À cœur vaillant, rien d’impossible dit-on. Un dogme que Sophie Kerob, 51 ans, applique depuis le lycée où elle mène de front, et avec succès, un bac scientifique et des études de piano au conservatoire. Refusant de choisir, elle a fait preuve d’obstination pour y parvenir a finalement dû s’orienter vers math sup et math spé pour intégrer l’école des Mines à Paris : " On m’avait conseillé une école d’ingénieur car, comme je ne savais pas quoi faire, ça ouvrait toutes les portes ", sourit-elle derrière ses lunettes. Alors même quand une conseillère d’orientation tente de la dissuader, elle persiste et choisit la physique nucléaire. Diplôme en poche, elle n’est pas plus avancée sur son parcours et opte pour du conseil en stratégie chez Arthur D. Little.

" J’ai touché aussi bien à la chimie, au chocolat, la parfumerie… Je voyage et je travaille beaucoup mais je n’ai pas le déclic. ". Epuisée, elle décide de réaliser un MBA pour lever le pied.

De Harvard au statut de gazelle

Le film Love Story jouera un rôle dans le parcours de cette femme à l’élégance naturelle. " Ça se passe à Harvard. J’ai aimé ce campus qui me faisait rêver donc j’ai postulé et j’ai été admise. " . Elle finance ses deux ans d’étude par des bourses, un soutien financier de son ancien employeur et un prêt à taux zéro. La Touraine insiste. " C’est une expérience accessible même quand on vient de province et que l’on a peu de moyens. Il faut de la motivation et chercher de l’aide. ". Au sortir du campus américain avec son MBA, elle commence à avoir une idée de ce qu’elle veut faire. " Le matin, je ne voulais pas lire la presse financière ou technologique mais la santé, la science de la vie, la biotech m’intéressait. "

Sur un coup de bluff en récitant un lexique technique appris deux jours plus tôt, elle intègre Genzyme à Boston, une entreprise de biotechnologie et fait ses preuves sur le terrain.

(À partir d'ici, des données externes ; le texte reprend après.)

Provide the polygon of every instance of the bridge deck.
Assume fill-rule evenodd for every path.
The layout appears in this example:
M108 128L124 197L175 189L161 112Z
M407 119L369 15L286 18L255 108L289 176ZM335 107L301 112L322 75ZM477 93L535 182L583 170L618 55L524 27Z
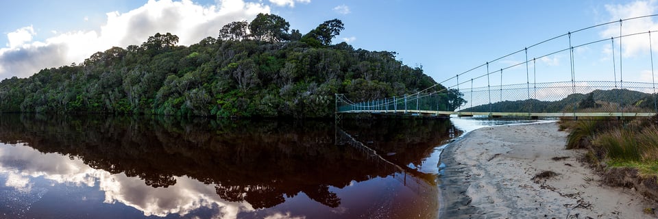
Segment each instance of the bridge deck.
M656 115L654 112L451 112L434 110L347 110L337 112L340 114L411 114L426 116L528 116L528 117L649 117Z

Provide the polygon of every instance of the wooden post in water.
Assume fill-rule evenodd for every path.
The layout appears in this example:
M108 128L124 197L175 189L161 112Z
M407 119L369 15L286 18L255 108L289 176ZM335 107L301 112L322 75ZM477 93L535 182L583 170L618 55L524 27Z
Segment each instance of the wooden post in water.
M398 113L398 101L395 100L395 96L393 96L393 108L395 110L395 113Z
M406 114L406 94L404 94L404 114Z

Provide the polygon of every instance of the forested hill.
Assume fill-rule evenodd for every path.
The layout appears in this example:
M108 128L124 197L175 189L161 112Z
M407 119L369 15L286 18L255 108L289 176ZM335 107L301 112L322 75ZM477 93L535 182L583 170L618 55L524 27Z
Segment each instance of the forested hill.
M394 52L331 44L343 29L340 20L303 36L289 33L289 26L261 14L189 47L177 45L175 35L156 34L141 45L112 47L83 63L3 80L0 111L326 117L333 115L334 93L358 101L435 83Z

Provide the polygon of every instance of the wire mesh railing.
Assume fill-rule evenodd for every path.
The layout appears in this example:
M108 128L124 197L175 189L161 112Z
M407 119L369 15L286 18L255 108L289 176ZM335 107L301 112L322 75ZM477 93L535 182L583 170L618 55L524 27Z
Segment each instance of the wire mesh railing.
M633 112L644 113L644 116L653 115L658 112L651 35L655 30L637 31L637 29L624 27L633 22L642 23L655 16L658 14L620 19L569 31L453 75L455 76L414 94L358 103L351 102L343 94L337 94L336 112L436 114L572 112L574 115L576 113L592 112L610 113L608 114L610 116ZM622 23L627 25L622 26ZM614 30L617 28L614 26L616 25L618 25L618 35L608 34L602 37L603 34L594 34L599 38L589 41L581 37L584 35L583 32L596 28L606 27L609 28L608 30ZM615 31L616 30L609 32ZM624 44L622 44L624 38L628 39L623 40ZM627 50L633 49L634 45L637 47L638 44L646 44L648 47L646 49L648 49L648 54L646 56L648 62L646 62L650 63L642 63L642 65L647 66L645 68L650 66L650 70L637 69L637 62L634 64L635 66L626 67L629 66L628 64L622 65L622 60L632 57L622 53L627 51L622 49L623 47L629 44L631 48ZM548 48L541 50L541 47ZM581 73L581 68L576 68L582 63L578 62L587 60L587 55L581 55L581 52L578 51L590 49L590 47L601 47L602 55L611 54L611 57L602 57L598 62L588 64L590 66L587 68L601 66L604 61L611 61L609 63L611 69L598 68ZM533 55L537 55L531 57ZM520 59L519 55L522 56ZM546 69L550 66L545 66L545 69L537 69L539 62L552 57L557 59L557 56L568 57L568 64L561 68L553 66L557 68ZM631 77L651 82L624 81L624 73L626 78L629 77L629 69L624 67L633 69L631 74L636 75L631 75ZM500 70L491 70L498 68ZM550 74L537 75L538 70ZM483 74L470 75L483 71ZM565 78L568 73L568 77ZM649 74L650 80L647 78ZM524 75L522 77L521 75ZM538 78L547 75L551 81L537 82ZM470 80L467 79L469 77ZM598 81L576 81L576 78L596 78ZM469 83L470 88L464 88ZM437 86L439 84L446 88L437 90ZM452 86L447 86L448 84ZM477 86L474 86L474 84Z

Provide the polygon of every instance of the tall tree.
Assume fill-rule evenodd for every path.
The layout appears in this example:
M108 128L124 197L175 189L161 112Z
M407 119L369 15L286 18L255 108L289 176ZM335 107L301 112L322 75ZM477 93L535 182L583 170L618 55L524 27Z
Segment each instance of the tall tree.
M142 44L142 47L150 51L166 50L173 48L178 43L178 36L167 33L160 34L156 33L156 35L149 37L149 39Z
M336 36L340 35L341 31L344 29L343 21L341 21L341 20L327 21L304 35L302 41L310 44L311 46L314 46L317 42L324 46L328 46L331 44L331 40ZM315 41L317 41L317 42Z
M275 42L288 38L290 23L286 19L270 14L260 13L249 24L249 30L254 39Z
M221 27L219 38L225 40L241 40L247 37L248 28L247 21L233 21Z

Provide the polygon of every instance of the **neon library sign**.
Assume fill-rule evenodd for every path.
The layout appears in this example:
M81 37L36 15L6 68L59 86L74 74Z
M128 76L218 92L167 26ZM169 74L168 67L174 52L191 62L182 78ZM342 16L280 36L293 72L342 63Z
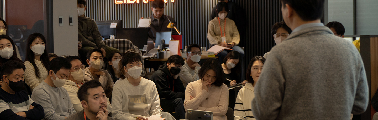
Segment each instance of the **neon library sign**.
M166 3L168 3L168 1L170 1L171 2L174 3L175 0L163 0L164 2ZM143 2L144 4L148 3L149 1L153 1L153 0L114 0L114 3L116 4L134 4L139 3L141 2Z

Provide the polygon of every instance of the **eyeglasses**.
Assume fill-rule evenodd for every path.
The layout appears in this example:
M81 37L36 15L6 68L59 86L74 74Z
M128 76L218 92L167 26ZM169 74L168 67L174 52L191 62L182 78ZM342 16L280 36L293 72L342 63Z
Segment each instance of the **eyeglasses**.
M82 65L80 66L76 67L73 68L73 69L75 70L75 71L77 71L79 70L79 69L81 69L82 70L84 70L84 68L85 68L85 66L84 65Z
M287 36L288 35L290 35L290 34L287 34L287 33L276 34L274 34L274 35L273 36L274 36L274 38L276 38L277 37L279 37L279 36L283 36L283 37L287 37Z
M197 54L198 54L198 55L201 55L202 54L202 53L197 53L195 52L191 52L188 53L192 53L193 54L193 55L197 55Z

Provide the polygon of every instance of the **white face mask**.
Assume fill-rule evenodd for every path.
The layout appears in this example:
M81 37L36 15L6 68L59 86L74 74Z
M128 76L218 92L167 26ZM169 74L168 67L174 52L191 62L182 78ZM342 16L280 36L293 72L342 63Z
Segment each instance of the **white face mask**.
M134 66L130 69L127 69L127 68L126 69L127 69L127 73L129 74L129 75L134 79L139 78L141 74L142 74L141 67Z
M84 8L77 7L77 16L80 16L84 15Z
M5 35L6 33L6 31L2 29L0 29L0 35Z
M102 68L102 65L104 65L104 61L99 59L98 59L95 61L90 61L89 63L89 65L92 66L95 69L100 70Z
M113 63L113 65L112 66L113 66L114 68L116 68L116 70L118 70L118 64L119 63L119 61L121 61L121 59L118 59L112 61L112 62Z
M0 50L0 56L2 58L9 59L13 55L13 47L5 47Z
M219 13L218 14L218 16L219 17L219 18L224 20L225 18L226 18L226 17L227 16L227 13Z
M190 59L194 62L198 62L201 60L201 56L198 55L198 53L197 53L197 55L191 56Z
M70 73L72 75L72 77L75 80L79 81L82 81L84 80L84 75L85 74L84 70L81 68L79 69L79 70L74 72L70 72Z
M31 46L31 51L37 55L41 55L45 52L45 46L39 44Z
M58 77L58 76L55 74L55 73L53 72L53 73L54 74L54 75L55 76L55 79L54 80L53 78L53 77L51 77L51 79L53 80L53 83L54 83L54 85L55 85L57 87L62 87L63 85L64 85L64 84L66 83L66 81L67 81L67 79L60 79Z
M231 68L233 68L234 67L235 67L235 66L236 66L236 65L235 65L234 64L231 63L231 62L227 62L227 63L226 64L226 65L227 66L227 68L228 68L229 69L231 69Z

Quand on veut lui confier la direction du business développement en Europe, un ancien responsable la contacte avec plusieurs projets dans ses valises, dont Direct Medica. " On était en 2000, le boom des startups et les financements coulaient à flot. " Très vite la startup s’oriente vers une plateforme de relation client dans la santé.

Avec 450 collaborateurs et 40 millions d’euros de chiffre d’affaires, la gazelle est rachetée 20 ans plus tard par la licorne Webhelp pour environ 100 millions d’euros.

De défi en défi

Plutôt que de se reposer sur ses lauriers grâce à cet argent, cette brune obstinée créé la fondation Zephyr avec l’ambition de " faire un petit geste qui peut changer la vie des gens, être utile à la société. " Un challenge qu’elle relève une fois de plus avant de se lancer dans un autre en créant Wooskill. Cette plateforme met en relation 20.000 talents et des personnes en mal de compétences autour de 150 domaines répertoriés. " J’entendais souvent : tu ne connais pas quelqu’un qui… ? "

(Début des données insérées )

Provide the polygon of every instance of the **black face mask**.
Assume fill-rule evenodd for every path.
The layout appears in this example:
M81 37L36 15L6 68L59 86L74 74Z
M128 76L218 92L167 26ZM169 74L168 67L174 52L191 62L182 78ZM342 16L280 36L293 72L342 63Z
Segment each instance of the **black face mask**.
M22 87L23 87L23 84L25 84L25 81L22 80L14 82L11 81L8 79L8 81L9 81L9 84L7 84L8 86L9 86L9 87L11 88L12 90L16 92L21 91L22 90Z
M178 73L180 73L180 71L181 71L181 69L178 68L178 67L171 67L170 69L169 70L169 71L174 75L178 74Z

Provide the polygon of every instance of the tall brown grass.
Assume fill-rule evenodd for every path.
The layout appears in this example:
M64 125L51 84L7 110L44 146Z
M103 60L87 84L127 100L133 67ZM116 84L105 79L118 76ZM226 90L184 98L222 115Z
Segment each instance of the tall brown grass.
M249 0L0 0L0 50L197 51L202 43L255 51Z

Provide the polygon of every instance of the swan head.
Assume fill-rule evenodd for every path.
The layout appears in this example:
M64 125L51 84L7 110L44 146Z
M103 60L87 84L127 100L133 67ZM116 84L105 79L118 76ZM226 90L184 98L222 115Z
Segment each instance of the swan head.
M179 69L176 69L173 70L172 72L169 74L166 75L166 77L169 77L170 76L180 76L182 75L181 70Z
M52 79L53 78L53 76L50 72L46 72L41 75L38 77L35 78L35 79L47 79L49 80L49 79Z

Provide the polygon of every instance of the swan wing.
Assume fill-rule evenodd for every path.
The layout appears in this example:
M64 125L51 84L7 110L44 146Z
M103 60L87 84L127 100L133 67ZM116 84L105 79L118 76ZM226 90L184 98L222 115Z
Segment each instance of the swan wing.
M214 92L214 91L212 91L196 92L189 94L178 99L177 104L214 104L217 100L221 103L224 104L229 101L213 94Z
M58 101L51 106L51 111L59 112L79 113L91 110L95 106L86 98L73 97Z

Après une levée de fonds de trois millions d’euros menée auprès de business angels en 2021 et une récente phase de bêta-test, la solution est commercialisée depuis janvier 2023 tandis que son pendant pour les professionnels, Wooskill for Business, propose 1 200 intervenants d’exception aux entreprises.

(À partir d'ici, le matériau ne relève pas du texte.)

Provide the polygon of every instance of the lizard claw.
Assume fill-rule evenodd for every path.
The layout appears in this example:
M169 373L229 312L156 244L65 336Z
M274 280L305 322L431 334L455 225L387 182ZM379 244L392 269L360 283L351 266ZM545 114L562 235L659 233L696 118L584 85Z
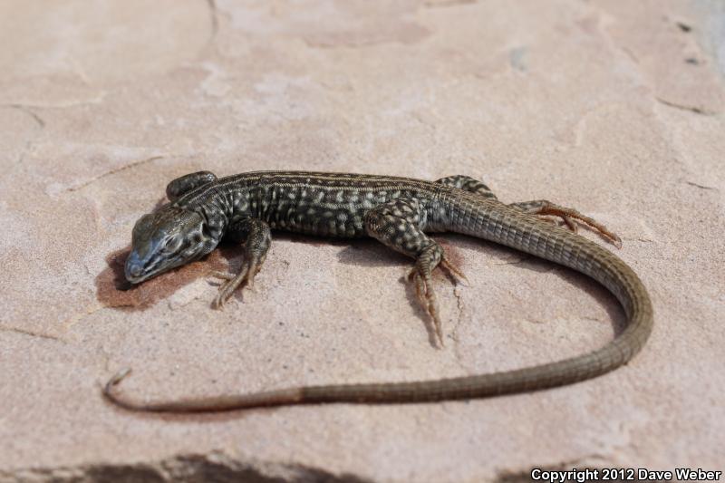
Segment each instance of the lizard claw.
M438 300L436 299L435 292L430 284L430 277L426 276L420 273L416 267L411 270L408 274L408 281L415 285L415 294L418 301L423 306L426 314L433 319L433 328L436 333L436 339L438 339L439 348L445 347L443 339L443 328L440 322L440 315L438 310Z

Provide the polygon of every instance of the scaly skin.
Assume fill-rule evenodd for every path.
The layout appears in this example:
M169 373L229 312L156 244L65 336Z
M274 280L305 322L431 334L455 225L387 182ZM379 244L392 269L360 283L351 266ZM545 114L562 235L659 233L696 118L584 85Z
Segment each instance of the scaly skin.
M138 284L212 251L222 237L244 242L245 262L226 281L214 305L251 285L269 247L270 228L338 237L374 237L415 259L411 280L432 317L443 343L430 274L439 265L462 274L445 258L430 232L469 235L551 260L594 278L617 298L625 329L603 348L556 362L482 375L383 384L308 386L248 394L143 402L117 392L129 372L106 384L111 401L133 411L197 412L256 406L319 402L420 402L480 398L561 386L593 378L627 362L644 345L652 326L647 291L616 256L575 233L582 222L609 240L620 239L577 211L546 200L505 205L471 178L436 182L406 178L260 171L217 179L208 172L175 179L167 188L171 203L141 217L134 227L126 277ZM544 216L563 219L568 229Z

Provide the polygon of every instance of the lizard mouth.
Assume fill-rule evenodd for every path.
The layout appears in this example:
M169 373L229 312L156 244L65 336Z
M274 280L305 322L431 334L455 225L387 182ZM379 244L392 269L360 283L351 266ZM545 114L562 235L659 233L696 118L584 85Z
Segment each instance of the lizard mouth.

" Nous finalisons un partenariat média for equity avec le groupe Reworld Media qui va prendre des parts dans la société en échange d’une large visibilité sur ses 82 supports dans la presse et sur le web. Cela représente environ 40 millions de français impactés par leurs médias. "

Un coup de pouce qui devrait aider Sophie Kerob et son équipe de 25 salariés à atteindre l’objectif de 3 000 commandes mensuelles de cours et ateliers en ligne d’ici la fin de l’année.